El hartazgo por la sobrecarga electoral parece no haber afectado a los votantes. Con más del 80% de participación, la elección de ayer presentó, en la asistencia a las urnas, números similares a la elección del 2011, en la que Cristina Kirchner, con una economía aún en crecimiento, fue reelegida con el 54%.
Se trata de un porcentaje alto, sobre todo en un año que tuvo la mayor cantidad de actos electorales desde el retorno de la democracia. En 2015 se votó en 29 de los 52 domingos del calendario y tendrá el próximo 22 de noviembre, el número 30, con el mano a mano entre Daniel Scioli y Mauricio Macri.

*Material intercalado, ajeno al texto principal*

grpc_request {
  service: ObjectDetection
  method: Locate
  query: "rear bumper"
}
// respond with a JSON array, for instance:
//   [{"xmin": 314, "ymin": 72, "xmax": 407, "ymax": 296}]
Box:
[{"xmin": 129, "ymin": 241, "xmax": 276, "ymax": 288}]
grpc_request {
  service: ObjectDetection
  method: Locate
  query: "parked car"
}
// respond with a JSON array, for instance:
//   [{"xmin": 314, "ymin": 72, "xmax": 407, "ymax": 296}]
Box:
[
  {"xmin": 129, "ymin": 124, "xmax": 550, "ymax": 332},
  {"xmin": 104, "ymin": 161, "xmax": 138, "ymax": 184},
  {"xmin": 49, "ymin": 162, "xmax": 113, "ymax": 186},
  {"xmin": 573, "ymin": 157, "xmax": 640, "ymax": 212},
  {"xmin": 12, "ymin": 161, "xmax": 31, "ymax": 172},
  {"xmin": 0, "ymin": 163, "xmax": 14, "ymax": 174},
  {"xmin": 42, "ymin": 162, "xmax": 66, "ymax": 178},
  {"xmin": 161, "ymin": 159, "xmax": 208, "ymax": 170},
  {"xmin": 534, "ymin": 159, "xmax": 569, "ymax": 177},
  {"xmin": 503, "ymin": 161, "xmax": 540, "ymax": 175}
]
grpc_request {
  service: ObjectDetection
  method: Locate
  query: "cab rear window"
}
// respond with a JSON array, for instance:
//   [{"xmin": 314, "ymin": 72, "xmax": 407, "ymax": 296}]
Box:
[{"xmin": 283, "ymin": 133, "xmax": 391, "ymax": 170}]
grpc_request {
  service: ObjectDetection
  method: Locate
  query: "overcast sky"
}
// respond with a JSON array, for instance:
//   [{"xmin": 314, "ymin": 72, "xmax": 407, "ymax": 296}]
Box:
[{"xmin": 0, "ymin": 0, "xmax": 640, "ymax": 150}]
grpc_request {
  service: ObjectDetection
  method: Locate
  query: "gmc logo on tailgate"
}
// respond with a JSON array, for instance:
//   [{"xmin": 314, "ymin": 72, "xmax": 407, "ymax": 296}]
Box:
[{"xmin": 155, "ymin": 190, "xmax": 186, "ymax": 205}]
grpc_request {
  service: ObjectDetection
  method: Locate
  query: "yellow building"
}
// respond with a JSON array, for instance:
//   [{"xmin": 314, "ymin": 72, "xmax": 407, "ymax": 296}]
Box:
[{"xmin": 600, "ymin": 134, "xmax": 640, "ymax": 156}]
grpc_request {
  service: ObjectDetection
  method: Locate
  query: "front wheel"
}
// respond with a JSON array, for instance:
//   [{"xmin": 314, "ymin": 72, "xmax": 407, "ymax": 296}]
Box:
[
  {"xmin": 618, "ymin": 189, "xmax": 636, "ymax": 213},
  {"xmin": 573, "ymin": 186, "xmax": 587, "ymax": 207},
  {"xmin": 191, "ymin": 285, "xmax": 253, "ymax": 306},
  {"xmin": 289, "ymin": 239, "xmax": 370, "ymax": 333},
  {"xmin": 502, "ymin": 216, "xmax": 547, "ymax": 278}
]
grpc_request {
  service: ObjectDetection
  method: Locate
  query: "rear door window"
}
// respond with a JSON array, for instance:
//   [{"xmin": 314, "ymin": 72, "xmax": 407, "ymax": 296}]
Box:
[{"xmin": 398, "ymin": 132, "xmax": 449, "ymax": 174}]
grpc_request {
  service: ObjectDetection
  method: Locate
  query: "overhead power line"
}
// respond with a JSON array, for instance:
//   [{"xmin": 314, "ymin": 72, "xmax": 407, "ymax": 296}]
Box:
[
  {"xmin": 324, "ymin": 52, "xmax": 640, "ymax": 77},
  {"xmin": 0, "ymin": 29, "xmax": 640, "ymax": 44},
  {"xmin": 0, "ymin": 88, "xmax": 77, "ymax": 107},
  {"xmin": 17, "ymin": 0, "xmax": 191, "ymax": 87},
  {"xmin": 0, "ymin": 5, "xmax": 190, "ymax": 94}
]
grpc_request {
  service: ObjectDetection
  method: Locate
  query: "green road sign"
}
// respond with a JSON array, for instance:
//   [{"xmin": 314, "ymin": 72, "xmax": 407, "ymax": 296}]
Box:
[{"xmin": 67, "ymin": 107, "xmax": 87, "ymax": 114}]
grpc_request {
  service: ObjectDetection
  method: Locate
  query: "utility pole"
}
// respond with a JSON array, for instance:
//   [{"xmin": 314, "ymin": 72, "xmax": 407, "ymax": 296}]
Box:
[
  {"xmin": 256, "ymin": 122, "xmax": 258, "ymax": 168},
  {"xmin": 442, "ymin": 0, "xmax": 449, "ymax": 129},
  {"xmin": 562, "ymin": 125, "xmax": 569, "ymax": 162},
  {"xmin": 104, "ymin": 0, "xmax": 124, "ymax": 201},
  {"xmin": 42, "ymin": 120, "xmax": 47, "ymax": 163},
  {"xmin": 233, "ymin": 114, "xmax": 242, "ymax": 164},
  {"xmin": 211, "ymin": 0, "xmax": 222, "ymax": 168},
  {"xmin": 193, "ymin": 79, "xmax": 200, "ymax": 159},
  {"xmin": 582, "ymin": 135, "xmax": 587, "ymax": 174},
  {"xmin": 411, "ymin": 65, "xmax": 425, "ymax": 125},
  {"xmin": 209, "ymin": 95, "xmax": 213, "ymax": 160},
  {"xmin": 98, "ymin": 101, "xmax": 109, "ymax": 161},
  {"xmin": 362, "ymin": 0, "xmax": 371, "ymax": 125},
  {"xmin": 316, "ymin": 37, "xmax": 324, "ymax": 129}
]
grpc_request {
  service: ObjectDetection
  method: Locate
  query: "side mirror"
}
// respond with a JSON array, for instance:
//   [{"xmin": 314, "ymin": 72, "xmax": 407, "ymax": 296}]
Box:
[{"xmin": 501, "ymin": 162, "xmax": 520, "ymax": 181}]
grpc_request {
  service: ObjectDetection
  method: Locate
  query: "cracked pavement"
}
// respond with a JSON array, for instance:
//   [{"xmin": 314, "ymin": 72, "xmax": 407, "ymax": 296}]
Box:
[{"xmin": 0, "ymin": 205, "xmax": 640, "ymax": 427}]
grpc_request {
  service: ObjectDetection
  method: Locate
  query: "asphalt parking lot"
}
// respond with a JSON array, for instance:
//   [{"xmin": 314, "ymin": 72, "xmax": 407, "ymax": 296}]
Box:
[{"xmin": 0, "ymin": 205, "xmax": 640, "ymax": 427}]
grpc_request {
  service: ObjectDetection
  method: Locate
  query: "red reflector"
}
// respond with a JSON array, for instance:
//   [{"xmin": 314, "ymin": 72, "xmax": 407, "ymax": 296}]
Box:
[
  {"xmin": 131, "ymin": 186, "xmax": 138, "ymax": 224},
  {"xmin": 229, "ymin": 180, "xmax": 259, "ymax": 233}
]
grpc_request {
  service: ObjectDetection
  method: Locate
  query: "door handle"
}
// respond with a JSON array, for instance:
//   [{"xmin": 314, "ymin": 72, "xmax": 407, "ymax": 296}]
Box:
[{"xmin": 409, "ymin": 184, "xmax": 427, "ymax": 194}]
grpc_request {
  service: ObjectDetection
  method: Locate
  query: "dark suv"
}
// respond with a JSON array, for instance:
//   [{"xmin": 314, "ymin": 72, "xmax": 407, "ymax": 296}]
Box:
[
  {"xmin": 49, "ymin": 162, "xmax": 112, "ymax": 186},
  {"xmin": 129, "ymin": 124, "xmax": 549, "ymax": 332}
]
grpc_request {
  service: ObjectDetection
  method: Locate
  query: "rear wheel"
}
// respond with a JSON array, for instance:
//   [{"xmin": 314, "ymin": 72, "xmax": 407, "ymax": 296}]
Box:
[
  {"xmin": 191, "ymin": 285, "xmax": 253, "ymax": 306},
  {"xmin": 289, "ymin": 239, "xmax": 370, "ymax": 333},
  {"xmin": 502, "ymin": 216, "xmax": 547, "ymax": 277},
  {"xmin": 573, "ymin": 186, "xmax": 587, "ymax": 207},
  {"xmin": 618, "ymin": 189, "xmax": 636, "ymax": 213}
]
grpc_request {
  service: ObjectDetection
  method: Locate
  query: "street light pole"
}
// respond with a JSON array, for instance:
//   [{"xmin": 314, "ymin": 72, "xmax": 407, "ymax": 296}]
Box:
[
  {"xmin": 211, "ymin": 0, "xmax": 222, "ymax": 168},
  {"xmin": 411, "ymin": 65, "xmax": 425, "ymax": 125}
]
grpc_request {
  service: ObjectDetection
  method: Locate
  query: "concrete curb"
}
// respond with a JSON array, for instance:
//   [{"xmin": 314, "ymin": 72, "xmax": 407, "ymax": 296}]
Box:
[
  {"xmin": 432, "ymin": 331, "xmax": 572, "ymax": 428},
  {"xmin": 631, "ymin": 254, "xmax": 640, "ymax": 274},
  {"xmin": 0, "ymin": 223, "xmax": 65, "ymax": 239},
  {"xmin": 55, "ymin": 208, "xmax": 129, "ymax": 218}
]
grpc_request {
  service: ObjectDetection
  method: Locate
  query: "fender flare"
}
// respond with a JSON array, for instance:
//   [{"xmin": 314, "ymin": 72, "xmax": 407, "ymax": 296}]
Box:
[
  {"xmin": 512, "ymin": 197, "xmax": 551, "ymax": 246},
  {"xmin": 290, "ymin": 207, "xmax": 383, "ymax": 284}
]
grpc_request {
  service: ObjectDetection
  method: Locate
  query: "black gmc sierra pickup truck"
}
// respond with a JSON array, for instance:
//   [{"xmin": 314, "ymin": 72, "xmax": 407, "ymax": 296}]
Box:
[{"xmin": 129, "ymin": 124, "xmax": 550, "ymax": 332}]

El balotaje será el primero que se concrete desde la reforma de la Constitución en el año 1994 y previsiblemente cerrará el ciclo kirchnerista, que se inició en 2003, casualmente con una segunda vuelta que nunca llegó a concretarse entre un desconocido gobernador patagónico, Néstor Kirchner, y Carlos Saúl Menem, que abandonó la contienda debido a que todos los sondeos lo daban perdedor, un 58% de los consultados aseguraba en aquel lejano 2003 que "no lo votaría" nunca.
En este 2015, un nuevo balotaje se abre y tiene otro punto en común con aquel, que ratifica el fin de ciclo, en las PASO de agosto, un 60% por ciento votó en contra del kirchnerismo.